Cuando el pintor hubo llegado a la mitad del techo de la cocina, elevó de golpe su precio y nos dio esta clara explicación:

—En las semanas anteriores a Pascua, yo soy siempre algo más caro, porque todo el mundo dice que no quiere esperar a Pascua, porque en Pascua todos reflexionan y por esto todo es más caro y por ello vienen siempre ya unas semanas antes de Pascua y por esto yo en las semanas antes de Pascua soy siempre algo más caro.
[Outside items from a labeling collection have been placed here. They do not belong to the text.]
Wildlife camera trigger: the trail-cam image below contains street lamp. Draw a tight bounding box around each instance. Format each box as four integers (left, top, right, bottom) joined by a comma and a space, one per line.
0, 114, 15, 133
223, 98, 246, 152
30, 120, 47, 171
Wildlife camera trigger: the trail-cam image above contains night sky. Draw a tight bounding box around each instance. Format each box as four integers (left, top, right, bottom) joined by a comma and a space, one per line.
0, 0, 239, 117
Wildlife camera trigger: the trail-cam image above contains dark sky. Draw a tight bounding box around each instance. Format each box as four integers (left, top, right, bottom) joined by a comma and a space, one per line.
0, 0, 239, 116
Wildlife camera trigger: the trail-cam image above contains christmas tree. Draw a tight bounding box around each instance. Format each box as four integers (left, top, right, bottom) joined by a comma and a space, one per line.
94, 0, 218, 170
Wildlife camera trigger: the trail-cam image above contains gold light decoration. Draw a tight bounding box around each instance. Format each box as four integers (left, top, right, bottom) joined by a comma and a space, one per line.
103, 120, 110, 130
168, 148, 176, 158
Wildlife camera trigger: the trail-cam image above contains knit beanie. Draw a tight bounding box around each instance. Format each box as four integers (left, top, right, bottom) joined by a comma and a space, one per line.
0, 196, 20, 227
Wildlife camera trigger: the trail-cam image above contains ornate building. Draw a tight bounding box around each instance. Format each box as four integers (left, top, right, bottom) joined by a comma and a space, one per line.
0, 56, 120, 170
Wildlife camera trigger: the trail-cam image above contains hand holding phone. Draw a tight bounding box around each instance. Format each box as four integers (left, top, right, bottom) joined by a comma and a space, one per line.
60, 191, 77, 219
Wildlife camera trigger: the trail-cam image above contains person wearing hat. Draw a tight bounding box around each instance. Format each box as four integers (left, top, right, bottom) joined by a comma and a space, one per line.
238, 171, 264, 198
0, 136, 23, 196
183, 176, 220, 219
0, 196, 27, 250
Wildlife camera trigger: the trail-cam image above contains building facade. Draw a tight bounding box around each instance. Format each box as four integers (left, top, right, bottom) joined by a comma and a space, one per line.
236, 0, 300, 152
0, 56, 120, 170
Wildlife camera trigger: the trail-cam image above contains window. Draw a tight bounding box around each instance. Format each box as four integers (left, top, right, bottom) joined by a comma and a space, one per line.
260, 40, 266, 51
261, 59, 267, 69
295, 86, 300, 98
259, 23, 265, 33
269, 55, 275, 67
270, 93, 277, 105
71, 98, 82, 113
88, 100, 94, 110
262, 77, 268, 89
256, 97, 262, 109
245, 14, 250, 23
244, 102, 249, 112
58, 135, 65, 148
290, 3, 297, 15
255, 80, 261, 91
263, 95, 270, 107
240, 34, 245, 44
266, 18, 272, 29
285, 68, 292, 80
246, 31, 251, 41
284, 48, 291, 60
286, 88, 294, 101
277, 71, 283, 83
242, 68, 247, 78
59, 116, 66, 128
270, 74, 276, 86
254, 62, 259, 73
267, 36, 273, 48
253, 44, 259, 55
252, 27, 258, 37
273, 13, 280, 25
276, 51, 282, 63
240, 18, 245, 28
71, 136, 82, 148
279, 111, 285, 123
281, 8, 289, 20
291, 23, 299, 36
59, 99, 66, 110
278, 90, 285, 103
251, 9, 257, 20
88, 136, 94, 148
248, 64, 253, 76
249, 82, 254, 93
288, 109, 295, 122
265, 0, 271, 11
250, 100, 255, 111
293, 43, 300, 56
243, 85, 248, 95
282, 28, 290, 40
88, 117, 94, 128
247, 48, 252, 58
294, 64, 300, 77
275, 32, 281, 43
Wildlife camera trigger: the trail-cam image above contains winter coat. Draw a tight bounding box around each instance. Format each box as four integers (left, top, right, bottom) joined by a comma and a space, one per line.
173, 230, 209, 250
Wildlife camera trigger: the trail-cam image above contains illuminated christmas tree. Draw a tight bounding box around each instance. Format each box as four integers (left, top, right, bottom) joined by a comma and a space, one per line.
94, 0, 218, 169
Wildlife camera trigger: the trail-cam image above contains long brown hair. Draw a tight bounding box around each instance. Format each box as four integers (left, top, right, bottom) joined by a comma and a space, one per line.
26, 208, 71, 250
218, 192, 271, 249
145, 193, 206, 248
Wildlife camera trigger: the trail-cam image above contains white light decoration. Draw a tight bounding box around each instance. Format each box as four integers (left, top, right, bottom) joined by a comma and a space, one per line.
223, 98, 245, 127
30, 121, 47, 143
Además, me pidió una clase especial de chapas de madera que sólo se fabrican en Chadera. También me pidió un barniz muy determinado de antes de la guerra, dos cajetillas de cigarrillos y un sombrero de paja italiano. El conjunto de sus ayudantes había ascendido entretanto a cuatro y, mientras trabajaban, entonaron un alegre cuarteto.

El problema de dormir se solucionó sin inconvenientes. Cogí todos los vestidos de nuestro gran armario y los metí en la nevera, luego puse tendido el armario vacío en el balcón, boca arriba, y me hundí en un sueño profundo, envuelto en nubes de naftalina. Soñé que me había muerto. El cortejo fúnebre iba encabezado por una delegación de artesanos que llevaba una brocha de longitud extraordinaria.